What an amazing evening. I had met a couple of men in their mid twenties in L’viv while hanging out at an outdoor café near the opera house and they had offered that I could visit them back in their home of Kolymiya further south in the Ukraine. When I realized it was well on the way towards my grandfather’s home town, I decided to take them up on their offer and yesterday I took a train there, being tutored in Russian/Ukrainian by a small train car full of Ukrainians along the way. Although I’ve got the alphabet kind of down, it still takes effort to sound out each word. I’m now picking up a couple of verbs which makes things much more fun. Unfortunately, with many teachers so far, I’m learning a Cockneyed mix of Russian and Ukrainian.
Anyway, they live very modestly in a home with an attached outhouse. Father, mother, sister, my friend Taras and his wife Nadia all live in the same house, although there are different entrances to different parts. They took me sightseeing to a waterfall where there was also a concert going on. While there we took several photos, but one of them really touched me. Since I’ve been on this Ukrainian Journey, I’ve been looking more closely at photographs of my ancestors which I’ve collected from my father, uncle and their cousin Riva. These images, in some way, are perhaps the only remembrance of a time long ago. They are touching to look at. Anyway, while taking one photograph, of Taras with his hand on the belly of his pregnant wife, I realized that I was perhaps witnessing the creation of one of those historically important images for their family, one which will have much value well beyond the lives of the people in the image.

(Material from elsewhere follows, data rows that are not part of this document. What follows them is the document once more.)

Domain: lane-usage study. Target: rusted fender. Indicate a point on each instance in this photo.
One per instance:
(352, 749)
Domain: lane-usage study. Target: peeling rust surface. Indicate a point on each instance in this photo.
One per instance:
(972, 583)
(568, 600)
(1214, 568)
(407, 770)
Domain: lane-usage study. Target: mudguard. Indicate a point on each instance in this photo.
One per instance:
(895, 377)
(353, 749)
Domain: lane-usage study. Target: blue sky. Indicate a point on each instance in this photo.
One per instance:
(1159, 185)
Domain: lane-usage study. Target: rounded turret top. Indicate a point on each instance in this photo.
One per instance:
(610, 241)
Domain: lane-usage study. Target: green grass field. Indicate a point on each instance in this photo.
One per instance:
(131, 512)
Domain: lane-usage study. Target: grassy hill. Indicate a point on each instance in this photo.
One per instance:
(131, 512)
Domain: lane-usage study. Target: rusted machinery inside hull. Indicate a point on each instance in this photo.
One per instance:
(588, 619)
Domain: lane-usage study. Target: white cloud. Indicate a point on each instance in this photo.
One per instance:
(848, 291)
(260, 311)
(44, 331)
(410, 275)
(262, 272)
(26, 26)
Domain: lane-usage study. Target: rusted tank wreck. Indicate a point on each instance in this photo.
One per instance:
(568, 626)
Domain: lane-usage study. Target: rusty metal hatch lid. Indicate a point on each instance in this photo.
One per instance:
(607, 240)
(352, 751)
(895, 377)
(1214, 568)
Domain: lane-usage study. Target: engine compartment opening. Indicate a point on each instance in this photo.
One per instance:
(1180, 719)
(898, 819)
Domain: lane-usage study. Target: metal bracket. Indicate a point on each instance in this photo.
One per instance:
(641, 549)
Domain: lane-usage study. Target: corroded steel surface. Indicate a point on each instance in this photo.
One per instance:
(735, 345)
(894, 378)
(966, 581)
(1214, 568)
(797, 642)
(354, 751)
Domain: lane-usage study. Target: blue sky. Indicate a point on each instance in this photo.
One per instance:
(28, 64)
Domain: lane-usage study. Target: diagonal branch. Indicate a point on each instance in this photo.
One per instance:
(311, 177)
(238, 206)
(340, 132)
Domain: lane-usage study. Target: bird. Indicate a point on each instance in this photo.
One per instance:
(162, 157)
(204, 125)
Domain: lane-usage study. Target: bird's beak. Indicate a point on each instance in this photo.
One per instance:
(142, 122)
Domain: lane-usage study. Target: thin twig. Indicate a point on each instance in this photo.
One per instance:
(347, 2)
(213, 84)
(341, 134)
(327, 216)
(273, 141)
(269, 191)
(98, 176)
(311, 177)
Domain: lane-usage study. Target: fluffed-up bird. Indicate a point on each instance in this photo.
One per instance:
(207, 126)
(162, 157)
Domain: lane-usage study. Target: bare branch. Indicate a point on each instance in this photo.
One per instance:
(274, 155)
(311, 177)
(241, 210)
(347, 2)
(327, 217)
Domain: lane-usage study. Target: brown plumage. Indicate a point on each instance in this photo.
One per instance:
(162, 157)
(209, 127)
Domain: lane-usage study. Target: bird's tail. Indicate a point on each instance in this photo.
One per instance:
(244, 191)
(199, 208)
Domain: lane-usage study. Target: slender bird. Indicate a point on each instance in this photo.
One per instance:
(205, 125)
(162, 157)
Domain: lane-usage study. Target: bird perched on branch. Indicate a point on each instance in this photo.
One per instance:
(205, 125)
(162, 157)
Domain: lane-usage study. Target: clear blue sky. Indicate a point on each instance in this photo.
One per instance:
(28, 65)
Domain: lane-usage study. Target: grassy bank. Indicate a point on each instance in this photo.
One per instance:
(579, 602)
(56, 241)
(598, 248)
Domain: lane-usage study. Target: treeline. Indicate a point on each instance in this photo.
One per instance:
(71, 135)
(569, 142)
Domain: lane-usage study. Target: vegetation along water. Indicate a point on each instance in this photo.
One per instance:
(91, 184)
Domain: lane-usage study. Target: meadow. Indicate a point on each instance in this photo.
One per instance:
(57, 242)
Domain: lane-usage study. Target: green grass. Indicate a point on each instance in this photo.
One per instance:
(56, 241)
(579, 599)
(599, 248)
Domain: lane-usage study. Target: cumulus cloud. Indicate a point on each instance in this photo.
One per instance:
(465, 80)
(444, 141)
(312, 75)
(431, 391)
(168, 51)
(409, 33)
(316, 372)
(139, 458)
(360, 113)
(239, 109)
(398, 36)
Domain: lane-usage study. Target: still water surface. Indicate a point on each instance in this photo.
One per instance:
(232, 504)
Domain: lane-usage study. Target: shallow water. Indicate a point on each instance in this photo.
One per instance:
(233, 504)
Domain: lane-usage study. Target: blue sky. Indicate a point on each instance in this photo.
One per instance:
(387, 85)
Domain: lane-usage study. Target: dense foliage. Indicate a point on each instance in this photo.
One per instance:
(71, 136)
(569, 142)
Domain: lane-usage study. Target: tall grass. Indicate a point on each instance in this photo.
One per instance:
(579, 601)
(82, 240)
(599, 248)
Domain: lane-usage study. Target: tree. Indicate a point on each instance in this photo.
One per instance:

We spent the evening eating a feast with chicken, fish, cucumbers, tomatoes, cabbage salad, French fries of sorts, and more importantly drinking Taras’ brother’s home brew of Somalgone. There is a Russian rhyming expression which basically means there shouldn’t be much time that lapses between the first drink and the second one, so we got the ball rolling earnestly fairly quickly. We broke out the guitar and took turns singing increasingly passionate songs. It was such a wonderful celebration together, It meant so much to me to be so loved and welcomed into the lives of these people and I’m sure it was an incredibly memorable night for them as well to have an American traveler in their home. Funny thing is that I got there and Taras was wearing a t-shirt from my Alma Matar, the University of Illinois (see above). Go figure.
There was so much joy and laughing and sweetness that evening. At one point, a voice arose from within me and asked, “Why do I get to have my life?” It wasn’t the kind of question that was looking for an answer but was rather reflective of the amazement that I have that this miracle of a life gets to be the one that I can experience. So so many moments of bliss and happiness kept popping up through the night. Taras had a friend over named Slavin who I kept calling Slavinitchka who insisted we go out for Pivo (beer) afterwards. How could I refuse? We ended up outside a store selling beer and I was walking around carrying a kitten by the nape of it’s neck with my teeth. Sweet little korshitchka.
Today I moved on to Chernivtsyi and am about to shower and then head out to explore. It’s Ukrainian independence day today and if I remember right from my guidebook that some other sweet American friends I made in L’viv gave me, this is the place where the Ukrainian Naational Anthem was first performed over 100 years ago. I should probably go to try to find that opera hall too. I hear it’s green.